Expand a set of multiverse decisions into all possible combinations
Source:R/grid-pipeline.R
expand_decisions.Rd
Expand a set of multiverse decisions into all possible combinations
Usage
expand_decisions(
.pipeline,
.collect_after = NULL,
.pointer_path = NULL,
.subgroup_in_path = FALSE
)
Arguments
- .pipeline
a
data.frame
produced by calling a series of add_* functions.- .collect_after
default is NULL. Most of the time you will not use this argument. However, if your data come from a database, you can use this argument to call
dplyr::collect()
fromdbplyr
after a simple filter statements to speed up computations. Valid options are"subgroups"
,"filters"
, or"preprocess"
. Note thatdbplyr
does not support all expressions.- .pointer_path
a string specifying a path to create a external pointer object. This is only necessary if you are using data from an external source. Defaults to NULL.
- .subgroup_in_path
logical, whether to place the subgroup filters in a file path. This is only relevant if you are using an external pointer (e.g., an Arrow filesystem database).
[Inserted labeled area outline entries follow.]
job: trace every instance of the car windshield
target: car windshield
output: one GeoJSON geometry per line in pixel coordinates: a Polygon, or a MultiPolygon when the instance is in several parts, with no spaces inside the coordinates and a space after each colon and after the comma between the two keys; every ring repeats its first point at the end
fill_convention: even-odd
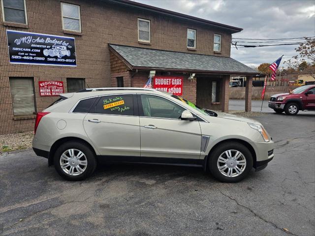
{"type": "Polygon", "coordinates": [[[310,86],[302,86],[301,87],[297,88],[292,91],[293,94],[297,94],[304,92],[308,88],[310,88],[310,86]]]}
{"type": "Polygon", "coordinates": [[[184,103],[186,103],[186,104],[189,105],[194,109],[196,110],[196,111],[198,111],[200,113],[202,113],[203,115],[204,115],[205,116],[209,116],[209,115],[208,113],[207,113],[206,111],[204,110],[203,110],[202,108],[199,107],[196,105],[194,104],[192,102],[189,102],[188,100],[186,100],[185,98],[182,98],[182,97],[176,96],[176,95],[172,95],[172,96],[174,98],[178,99],[181,101],[182,102],[184,102],[184,103]]]}

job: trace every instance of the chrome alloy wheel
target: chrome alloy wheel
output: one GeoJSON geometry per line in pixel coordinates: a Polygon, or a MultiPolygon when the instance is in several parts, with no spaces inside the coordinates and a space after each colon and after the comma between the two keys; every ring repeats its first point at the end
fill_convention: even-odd
{"type": "Polygon", "coordinates": [[[68,149],[60,157],[60,166],[69,176],[82,174],[88,166],[88,160],[83,152],[77,149],[68,149]]]}
{"type": "Polygon", "coordinates": [[[290,113],[291,113],[291,114],[294,114],[296,112],[296,111],[297,110],[297,107],[296,107],[296,105],[292,104],[289,107],[288,110],[290,113]]]}
{"type": "Polygon", "coordinates": [[[227,150],[218,158],[218,169],[227,177],[236,177],[241,175],[246,168],[246,159],[237,150],[227,150]]]}

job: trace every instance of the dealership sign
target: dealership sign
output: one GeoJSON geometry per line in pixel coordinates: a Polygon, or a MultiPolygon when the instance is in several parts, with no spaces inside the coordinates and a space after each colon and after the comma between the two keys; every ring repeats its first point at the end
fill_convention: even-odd
{"type": "Polygon", "coordinates": [[[58,96],[63,93],[63,81],[38,81],[40,96],[58,96]]]}
{"type": "Polygon", "coordinates": [[[160,91],[183,95],[183,76],[156,76],[153,78],[153,88],[160,91]]]}
{"type": "Polygon", "coordinates": [[[76,66],[74,38],[6,30],[10,62],[76,66]]]}

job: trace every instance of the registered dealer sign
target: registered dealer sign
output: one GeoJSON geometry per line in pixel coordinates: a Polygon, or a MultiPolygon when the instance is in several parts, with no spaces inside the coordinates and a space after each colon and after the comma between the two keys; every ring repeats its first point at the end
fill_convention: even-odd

Placing the subgroup filter in the path itself might provide a performance boost over reading the entire filesystem and then performing subgoup filtering.
Value
a nested data.frame
containing all combinations of arbitrary
decisions for a multiverse analysis. Decision types will become list
columns matching the type of decisions called along the pipeline (e.g.,
filters, variables, etc.). Any decisions containing
glue
syntax will be populated with the relevant
information.
Examples
library(tidyverse)
library(multitool)
the_data <-
data.frame(
id = 1:500,
iv1 = rnorm(500),
iv2 = rnorm(500),
iv3 = rnorm(500),
mod1 = rnorm(500),
mod2 = rnorm(500),
mod3 = rnorm(500),
cov1 = rnorm(500),
cov2 = rnorm(500),
dv1 = rnorm(500),
dv2 = rnorm(500),
include1 = rbinom(500, size = 1, prob = .1),
include2 = sample(1:3, size = 500, replace = TRUE),
include3 = rnorm(500)
)
full_pipeline <-
the_data |>
add_filters(include1 == 0,include2 != 3,include2 != 2, include3 > -2.5) |>
add_variables("ivs", iv1, iv2, iv3) |>
add_variables("dvs", dv1, dv2) |>
add_variables("mods", starts_with("mod")) |>
add_preprocess(process_name = "scale_iv", 'mutate({ivs} = scale({ivs}))') |>
add_preprocess(process_name = "scale_mod", mutate({mods} := scale({mods}))) |>
add_summary_stats("iv_stats", starts_with("iv"), c("mean", "sd")) |>
add_summary_stats("dv_stats", starts_with("dv"), c("skewness", "kurtosis")) |>
add_correlations("predictors", matches("iv|mod|cov"), focus_set = c(cov1,cov2)) |>
add_correlations("outcomes", matches("dv|mod"), focus_set = matches("dv")) |>
add_reliabilities("unp_scale", c(iv1,iv2,iv3)) |>
add_model("no covariates", lm({dvs} ~ {ivs} * {mods})) |>
add_model("with covariates", lm({dvs} ~ {ivs} * {mods} + cov1)) |>
add_postprocess("aov", aov())
pipeline_expanded <- expand_decisions(full_pipeline)